O problema da paralisia
A anestesia geral envolve uma mistura de drogas para tornar as pessoas inconscientes, tirar a sua dor e induzir a amnésia. Um paralítico é frequentemente adicionado a esse coquetel para facilitar a inserção de um tubo de respiração, impedir que os pacientes se movam e permitir que os cirurgiões operem em áreas que são inacessíveis quando os músculos estão tensos.
Mas a consciência anestésica realmente se torna um problema quando os paralíticos são usados, uma vez que os pacientes não podem mover-se para deixar os médicos saberem que estão recuperando a consciência. Os médicos devem recorrer a métodos sutis, muitas vezes pouco confiáveis, para monitorar a consciência das pessoas.
Por exemplo, aumento da frequência cardíaca e da pressão arterial pode sinalizar aos médicos que um paciente está estressado e possivelmente acordado. Mas as drogas administradas antes ou durante a operação podem bloquear a resposta do corpo ao estresse. Além disso, embora os médicos meçam continuamente o nível de gás anestésico nos pulmões do paciente para assegurar uma dosagem apropriada, o gás pode afetar cada pessoa de maneira diferente.
Monitores de cérebro, que controlam a atividade elétrica no cérebro, foram apontados como uma possível solução para o problema. Os médicos podem usar os monitores para manter a atividade cerebral abaixo de um determinado limiar durante a cirurgia. No entanto, enquanto alguns estudos têm demonstrado um benefício, outros não mostraram nenhuma redução na taxa de consciência anestésica quando os monitores do cérebro são usados.
Sem métodos infalíveis de avaliação de consciência em pacientes paralisados, é inevitável que alguns casos de consciência anestésica sejam reconhecidos somente após a cirurgia, quando o paciente pode comunicar o que aconteceu.
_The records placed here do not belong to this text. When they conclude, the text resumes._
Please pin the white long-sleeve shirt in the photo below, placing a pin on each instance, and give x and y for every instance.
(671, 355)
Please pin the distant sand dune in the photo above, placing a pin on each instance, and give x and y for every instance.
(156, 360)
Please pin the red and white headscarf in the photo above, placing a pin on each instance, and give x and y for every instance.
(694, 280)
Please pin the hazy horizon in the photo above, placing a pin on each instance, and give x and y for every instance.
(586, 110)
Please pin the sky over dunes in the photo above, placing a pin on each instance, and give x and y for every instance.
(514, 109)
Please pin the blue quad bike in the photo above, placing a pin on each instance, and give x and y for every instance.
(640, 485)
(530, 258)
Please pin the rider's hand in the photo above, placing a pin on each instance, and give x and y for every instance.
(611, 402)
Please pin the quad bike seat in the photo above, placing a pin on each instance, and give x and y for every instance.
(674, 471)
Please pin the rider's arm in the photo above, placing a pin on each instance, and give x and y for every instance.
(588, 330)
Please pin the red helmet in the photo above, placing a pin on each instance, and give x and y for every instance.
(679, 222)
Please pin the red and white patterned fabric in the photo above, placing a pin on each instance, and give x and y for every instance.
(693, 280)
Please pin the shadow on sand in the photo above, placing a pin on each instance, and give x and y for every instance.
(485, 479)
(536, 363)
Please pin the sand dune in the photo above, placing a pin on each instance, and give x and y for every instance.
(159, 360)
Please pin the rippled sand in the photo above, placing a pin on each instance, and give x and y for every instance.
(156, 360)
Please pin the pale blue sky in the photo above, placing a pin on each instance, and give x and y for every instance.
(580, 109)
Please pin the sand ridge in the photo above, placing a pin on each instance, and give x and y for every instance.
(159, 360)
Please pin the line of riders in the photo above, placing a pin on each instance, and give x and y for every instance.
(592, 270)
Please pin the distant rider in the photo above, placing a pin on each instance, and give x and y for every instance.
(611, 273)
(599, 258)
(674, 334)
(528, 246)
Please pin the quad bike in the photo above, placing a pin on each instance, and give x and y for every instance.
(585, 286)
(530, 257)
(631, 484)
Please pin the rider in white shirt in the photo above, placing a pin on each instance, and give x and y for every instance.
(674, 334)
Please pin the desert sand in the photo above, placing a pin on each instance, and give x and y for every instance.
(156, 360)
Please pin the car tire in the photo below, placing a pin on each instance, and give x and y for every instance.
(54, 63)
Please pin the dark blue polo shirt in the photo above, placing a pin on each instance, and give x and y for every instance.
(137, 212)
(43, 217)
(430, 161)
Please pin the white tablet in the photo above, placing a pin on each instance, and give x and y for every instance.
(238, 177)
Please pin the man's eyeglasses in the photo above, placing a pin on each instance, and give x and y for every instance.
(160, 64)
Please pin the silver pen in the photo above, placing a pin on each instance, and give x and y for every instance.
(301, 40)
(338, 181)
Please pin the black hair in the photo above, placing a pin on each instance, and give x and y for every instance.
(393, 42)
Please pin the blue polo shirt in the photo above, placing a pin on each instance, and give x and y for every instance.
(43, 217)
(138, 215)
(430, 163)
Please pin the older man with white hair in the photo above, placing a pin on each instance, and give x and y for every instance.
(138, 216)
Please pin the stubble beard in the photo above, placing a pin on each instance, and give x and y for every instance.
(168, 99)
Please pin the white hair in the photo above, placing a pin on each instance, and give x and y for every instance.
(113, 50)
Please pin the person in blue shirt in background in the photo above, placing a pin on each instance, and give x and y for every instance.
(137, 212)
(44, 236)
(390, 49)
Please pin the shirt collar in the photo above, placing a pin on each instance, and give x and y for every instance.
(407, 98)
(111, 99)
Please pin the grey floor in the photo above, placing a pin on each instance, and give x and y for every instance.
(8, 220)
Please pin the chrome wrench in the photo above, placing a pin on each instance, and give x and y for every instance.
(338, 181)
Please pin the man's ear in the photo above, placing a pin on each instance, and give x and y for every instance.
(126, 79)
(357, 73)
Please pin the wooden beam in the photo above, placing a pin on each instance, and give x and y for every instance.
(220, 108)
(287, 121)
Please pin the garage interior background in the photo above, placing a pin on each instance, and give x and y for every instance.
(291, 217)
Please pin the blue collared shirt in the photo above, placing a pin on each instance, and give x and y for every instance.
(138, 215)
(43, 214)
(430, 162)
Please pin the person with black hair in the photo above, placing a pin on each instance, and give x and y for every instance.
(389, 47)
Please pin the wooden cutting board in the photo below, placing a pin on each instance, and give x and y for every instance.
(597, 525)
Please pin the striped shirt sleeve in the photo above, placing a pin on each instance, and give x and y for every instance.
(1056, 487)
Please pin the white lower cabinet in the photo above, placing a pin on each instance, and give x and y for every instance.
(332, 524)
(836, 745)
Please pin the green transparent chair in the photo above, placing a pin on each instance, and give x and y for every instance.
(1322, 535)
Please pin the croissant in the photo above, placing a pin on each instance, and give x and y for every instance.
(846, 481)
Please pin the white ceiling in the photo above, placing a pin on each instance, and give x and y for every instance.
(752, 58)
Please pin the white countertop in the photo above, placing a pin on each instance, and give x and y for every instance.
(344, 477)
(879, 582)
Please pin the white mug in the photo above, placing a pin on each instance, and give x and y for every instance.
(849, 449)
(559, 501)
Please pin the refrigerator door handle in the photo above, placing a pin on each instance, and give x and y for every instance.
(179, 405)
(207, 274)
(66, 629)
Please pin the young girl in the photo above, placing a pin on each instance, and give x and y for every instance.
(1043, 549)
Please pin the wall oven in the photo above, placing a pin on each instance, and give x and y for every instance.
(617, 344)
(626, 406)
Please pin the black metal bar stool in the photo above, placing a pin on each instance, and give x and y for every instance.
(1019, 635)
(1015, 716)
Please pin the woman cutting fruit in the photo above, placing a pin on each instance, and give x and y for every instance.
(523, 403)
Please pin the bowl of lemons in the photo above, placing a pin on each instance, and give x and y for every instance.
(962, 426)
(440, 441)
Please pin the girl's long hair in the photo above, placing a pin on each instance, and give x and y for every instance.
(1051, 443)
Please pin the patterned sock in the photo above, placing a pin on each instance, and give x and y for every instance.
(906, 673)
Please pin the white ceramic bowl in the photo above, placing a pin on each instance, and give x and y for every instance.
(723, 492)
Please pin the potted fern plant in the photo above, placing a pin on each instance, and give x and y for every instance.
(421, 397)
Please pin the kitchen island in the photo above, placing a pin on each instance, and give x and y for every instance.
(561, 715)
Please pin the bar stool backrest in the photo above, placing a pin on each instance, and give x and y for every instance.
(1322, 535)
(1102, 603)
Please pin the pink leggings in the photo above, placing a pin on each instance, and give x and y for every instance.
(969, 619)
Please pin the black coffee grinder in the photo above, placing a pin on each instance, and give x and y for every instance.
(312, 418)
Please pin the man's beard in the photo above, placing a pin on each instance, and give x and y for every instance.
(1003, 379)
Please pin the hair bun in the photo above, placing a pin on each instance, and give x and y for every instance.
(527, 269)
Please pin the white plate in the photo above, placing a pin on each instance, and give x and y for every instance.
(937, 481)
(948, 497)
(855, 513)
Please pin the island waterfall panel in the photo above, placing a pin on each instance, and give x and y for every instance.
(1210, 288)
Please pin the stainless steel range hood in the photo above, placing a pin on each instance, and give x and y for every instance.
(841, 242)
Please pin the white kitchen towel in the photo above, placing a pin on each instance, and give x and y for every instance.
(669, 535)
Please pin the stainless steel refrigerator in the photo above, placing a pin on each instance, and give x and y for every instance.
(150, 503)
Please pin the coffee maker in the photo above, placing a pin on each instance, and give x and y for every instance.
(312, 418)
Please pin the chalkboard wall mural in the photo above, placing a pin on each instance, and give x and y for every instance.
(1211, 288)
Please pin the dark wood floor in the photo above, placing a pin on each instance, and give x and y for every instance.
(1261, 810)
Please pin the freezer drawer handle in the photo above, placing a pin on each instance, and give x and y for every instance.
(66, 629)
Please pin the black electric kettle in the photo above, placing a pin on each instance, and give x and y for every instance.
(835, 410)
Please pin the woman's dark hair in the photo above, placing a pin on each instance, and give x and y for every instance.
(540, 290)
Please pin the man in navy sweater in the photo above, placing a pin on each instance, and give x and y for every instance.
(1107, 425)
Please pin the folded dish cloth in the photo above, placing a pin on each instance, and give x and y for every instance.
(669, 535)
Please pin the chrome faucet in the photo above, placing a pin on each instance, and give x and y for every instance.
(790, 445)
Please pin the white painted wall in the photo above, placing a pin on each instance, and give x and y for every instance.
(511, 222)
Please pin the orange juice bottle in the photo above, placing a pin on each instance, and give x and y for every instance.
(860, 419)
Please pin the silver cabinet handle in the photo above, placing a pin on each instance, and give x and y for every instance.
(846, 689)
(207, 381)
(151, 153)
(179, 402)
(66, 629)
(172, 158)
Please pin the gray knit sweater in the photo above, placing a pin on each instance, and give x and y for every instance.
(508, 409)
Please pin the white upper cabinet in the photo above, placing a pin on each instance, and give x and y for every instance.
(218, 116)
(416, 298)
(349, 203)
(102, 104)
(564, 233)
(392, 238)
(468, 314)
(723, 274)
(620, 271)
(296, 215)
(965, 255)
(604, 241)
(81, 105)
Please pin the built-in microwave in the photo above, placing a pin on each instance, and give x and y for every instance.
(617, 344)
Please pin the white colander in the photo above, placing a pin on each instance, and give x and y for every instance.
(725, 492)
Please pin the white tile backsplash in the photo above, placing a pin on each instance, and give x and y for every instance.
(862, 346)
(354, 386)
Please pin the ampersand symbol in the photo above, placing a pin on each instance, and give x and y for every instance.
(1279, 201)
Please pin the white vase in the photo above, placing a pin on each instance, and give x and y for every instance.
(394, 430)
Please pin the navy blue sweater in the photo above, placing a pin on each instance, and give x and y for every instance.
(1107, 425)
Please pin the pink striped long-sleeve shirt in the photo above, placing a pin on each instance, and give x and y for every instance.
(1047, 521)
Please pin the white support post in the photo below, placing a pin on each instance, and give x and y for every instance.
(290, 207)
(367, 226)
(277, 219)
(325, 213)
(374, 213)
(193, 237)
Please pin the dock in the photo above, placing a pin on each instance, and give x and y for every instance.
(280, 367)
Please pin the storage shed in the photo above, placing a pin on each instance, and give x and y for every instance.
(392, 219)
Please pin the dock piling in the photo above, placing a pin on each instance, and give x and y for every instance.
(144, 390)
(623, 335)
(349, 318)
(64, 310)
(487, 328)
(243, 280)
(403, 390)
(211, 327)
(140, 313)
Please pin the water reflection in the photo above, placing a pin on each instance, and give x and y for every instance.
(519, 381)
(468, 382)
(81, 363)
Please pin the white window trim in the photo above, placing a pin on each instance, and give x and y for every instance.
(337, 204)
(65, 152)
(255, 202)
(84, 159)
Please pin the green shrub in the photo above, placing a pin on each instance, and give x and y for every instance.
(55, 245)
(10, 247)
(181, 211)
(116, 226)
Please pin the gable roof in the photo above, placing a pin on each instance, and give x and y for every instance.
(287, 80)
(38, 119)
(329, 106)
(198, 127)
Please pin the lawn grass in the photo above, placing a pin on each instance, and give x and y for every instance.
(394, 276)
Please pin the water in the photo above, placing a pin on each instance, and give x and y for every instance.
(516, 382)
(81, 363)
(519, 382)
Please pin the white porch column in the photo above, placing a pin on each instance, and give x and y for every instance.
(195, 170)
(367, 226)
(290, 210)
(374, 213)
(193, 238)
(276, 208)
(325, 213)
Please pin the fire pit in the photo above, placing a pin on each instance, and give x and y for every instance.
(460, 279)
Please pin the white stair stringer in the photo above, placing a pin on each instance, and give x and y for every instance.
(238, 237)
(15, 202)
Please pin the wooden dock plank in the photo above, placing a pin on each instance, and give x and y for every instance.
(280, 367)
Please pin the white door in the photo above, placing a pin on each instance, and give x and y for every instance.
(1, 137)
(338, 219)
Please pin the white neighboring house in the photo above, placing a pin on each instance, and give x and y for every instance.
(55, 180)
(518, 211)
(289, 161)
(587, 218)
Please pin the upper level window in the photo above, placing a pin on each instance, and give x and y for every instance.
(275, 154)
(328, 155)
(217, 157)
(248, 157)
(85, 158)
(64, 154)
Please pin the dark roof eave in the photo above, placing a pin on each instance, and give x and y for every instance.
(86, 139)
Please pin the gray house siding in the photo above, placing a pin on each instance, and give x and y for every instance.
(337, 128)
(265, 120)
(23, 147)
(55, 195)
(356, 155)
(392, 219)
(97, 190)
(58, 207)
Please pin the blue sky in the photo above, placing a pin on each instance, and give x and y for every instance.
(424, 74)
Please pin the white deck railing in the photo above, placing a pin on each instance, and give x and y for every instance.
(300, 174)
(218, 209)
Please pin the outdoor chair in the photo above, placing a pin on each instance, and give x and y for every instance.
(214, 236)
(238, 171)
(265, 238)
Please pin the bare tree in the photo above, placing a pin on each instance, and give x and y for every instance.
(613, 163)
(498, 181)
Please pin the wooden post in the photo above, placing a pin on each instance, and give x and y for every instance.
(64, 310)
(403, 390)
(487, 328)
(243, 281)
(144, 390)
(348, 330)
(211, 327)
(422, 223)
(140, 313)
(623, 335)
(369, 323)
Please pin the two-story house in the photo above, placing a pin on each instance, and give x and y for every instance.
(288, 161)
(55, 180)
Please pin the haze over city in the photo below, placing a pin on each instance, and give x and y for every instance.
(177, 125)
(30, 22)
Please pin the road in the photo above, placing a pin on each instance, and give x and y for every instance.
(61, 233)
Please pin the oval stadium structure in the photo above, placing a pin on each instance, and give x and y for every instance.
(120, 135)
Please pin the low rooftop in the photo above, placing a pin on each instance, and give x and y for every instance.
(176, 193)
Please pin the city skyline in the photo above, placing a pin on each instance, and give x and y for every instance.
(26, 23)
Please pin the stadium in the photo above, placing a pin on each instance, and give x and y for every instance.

Ainda assim, muito mais pode ser feito para evitar a consciência anestésica, diz Pandit.
Estimuladores de nervos, que medem o grau de paralisia, devem ser usados durante toda a cirurgia para garantir que os médicos só usem a quantidade mínima de paralítico necessário. Isso daria pacientes a capacidade de mover-se se começassem a acordar.
Além disso, educar os pacientes sobre a consciência anestésica antes da cirurgia é crucial. “Os pacientes que foram informados sobre a possível consciência antes da cirurgia estavam preparados e não ficaram angustiados quando a experimentaram”, argumenta.
Por fim, quando a consciência anestésica ocorrer, os médicos precisam ser mais proativos no apoio a pacientes. “Não podemos ignorar as preocupações desses pacientes. Precisamos oferecer tratamento imediato para evitar danos psicológicos a longo prazo”, conclui Pandit.